Aku keluar dari rumah melalui jendela kamar. Setibanya di luar, aku berada di bagian kiri rumah jika dilihat dari depan. Aku memperhatikan sekitar, kiranya tidak ada tetangga yang melihatku. Sekarang sudah lewat jam dua belas malam, itu artinya pihak keamanan dusun sedang berpatroli.
Aku mengendap-ngendap melewati halaman depan. Aku celingak-celinguk ke kiri dan kanan jalan. Di ujung sebelah kanan, aku mendapati dua penjaga keamanan dusun yang tengah berjalan ke arahku. Dengan sigap aku bersembunyi di balik pohon. Keduanya melangkah santai sambil bercakap-cakap. Sesekali mereka memandang ke rumah-rumah penduduk, memastikan keadaan tetap aman. Kadang mereka menyorot area sepi menggunakan senter.
Sebenarnya, dusun ini sangat aman dari maling atau perampokan. Selama hidup di sini, aku tidak pernah mendengar ada rumah warga yang kemalingan. Namun, pihak keamanan adalah bagian penting dari perangkat dusun. Tentu saja untuk membuat rasa nyaman warga. Bisa pula untuk membantu bila ada warga yang membutuhkan pertolongan dengan segera.
Tidak sulit bagiku untuk keluar dari dusun ini. Aku lahir di sini dan kenal betul bagaimana keadaan dusun. Sebelumnya, aku takut pergi dari sini bukan karena khawatir ketahuan pihak keamanan dan mendapat hukuman, tetapi lebih waswas pada keadaan Ibu setelah aku hilang. Namun sekarang, kewaswasan itu telah sirna. Dengan mantap dan yakin, aku memutuskan harus pergi dari keadaan busuk ini.
Aku memasuki satu kebun ke kebun lainnya. Sampai aku tiba di dusun sebelah. Aku juga bergerak hati-hati agar tidak terlihat oleh pihak keamanan dusun di tempat tinggal Kak Amelia. Aku tiba di rumah Kak Ujong dengan napas agak tersengal. Bukan karena lelah berjalan kaki, tetapi capek karena harus lebih berhati-hati. Aku tidak mau ditangkap penjaga dusun, lalu diserahkan ke Nek Jasingah karena dianggap maling, lalu mendapat hukuman.
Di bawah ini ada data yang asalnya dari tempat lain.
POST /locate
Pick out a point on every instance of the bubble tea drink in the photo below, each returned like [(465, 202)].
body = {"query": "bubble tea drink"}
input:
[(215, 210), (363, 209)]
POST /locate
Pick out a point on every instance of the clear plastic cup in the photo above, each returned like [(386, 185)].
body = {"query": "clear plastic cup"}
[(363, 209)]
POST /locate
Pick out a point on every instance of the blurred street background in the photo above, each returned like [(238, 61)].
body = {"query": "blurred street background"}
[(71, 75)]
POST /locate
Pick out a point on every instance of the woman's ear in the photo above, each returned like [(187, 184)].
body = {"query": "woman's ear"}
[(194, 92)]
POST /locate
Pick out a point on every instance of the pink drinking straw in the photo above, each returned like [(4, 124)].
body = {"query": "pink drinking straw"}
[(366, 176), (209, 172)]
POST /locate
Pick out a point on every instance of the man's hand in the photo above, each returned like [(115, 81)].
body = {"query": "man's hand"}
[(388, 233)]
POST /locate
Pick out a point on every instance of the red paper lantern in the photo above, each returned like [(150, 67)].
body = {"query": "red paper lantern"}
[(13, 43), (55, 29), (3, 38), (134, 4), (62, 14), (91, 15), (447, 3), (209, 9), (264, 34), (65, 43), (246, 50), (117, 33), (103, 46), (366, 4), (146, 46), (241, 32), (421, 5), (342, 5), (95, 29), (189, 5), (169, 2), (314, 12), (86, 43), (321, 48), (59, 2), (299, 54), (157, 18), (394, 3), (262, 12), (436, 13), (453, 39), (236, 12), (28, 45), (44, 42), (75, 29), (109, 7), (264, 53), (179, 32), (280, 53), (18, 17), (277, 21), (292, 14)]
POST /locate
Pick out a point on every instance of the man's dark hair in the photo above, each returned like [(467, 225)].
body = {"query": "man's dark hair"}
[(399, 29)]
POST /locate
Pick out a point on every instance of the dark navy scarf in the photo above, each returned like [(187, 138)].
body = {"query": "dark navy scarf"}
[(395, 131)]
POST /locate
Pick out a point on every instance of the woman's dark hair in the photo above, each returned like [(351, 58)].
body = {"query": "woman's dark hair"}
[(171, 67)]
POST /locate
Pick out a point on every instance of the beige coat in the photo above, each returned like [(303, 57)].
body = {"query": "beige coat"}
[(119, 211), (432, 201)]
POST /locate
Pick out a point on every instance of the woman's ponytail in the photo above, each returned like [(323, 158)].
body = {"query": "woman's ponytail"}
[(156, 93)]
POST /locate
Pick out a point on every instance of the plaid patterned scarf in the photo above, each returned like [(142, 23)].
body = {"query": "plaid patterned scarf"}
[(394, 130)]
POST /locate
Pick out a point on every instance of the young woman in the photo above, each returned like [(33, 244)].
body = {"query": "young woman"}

Aku mengetuk pintu belakang rumah Kak Ujong beberapa kali. Sesekali pula aku memperhatikan sekitar. Aku khawatir ada orang yang mendapatiku dengan posisi tak wajar seperti itu. Ya, mana ada tamu datang dari pintu belakang di tengah malam buta?
Kekhawatiranku akhirnya sirna ketika Kak Amelia membuka pintu. “Radana …?” Dia terkejut. Dengan muka yang kantuk dan lelah, dia mengajakku masuk.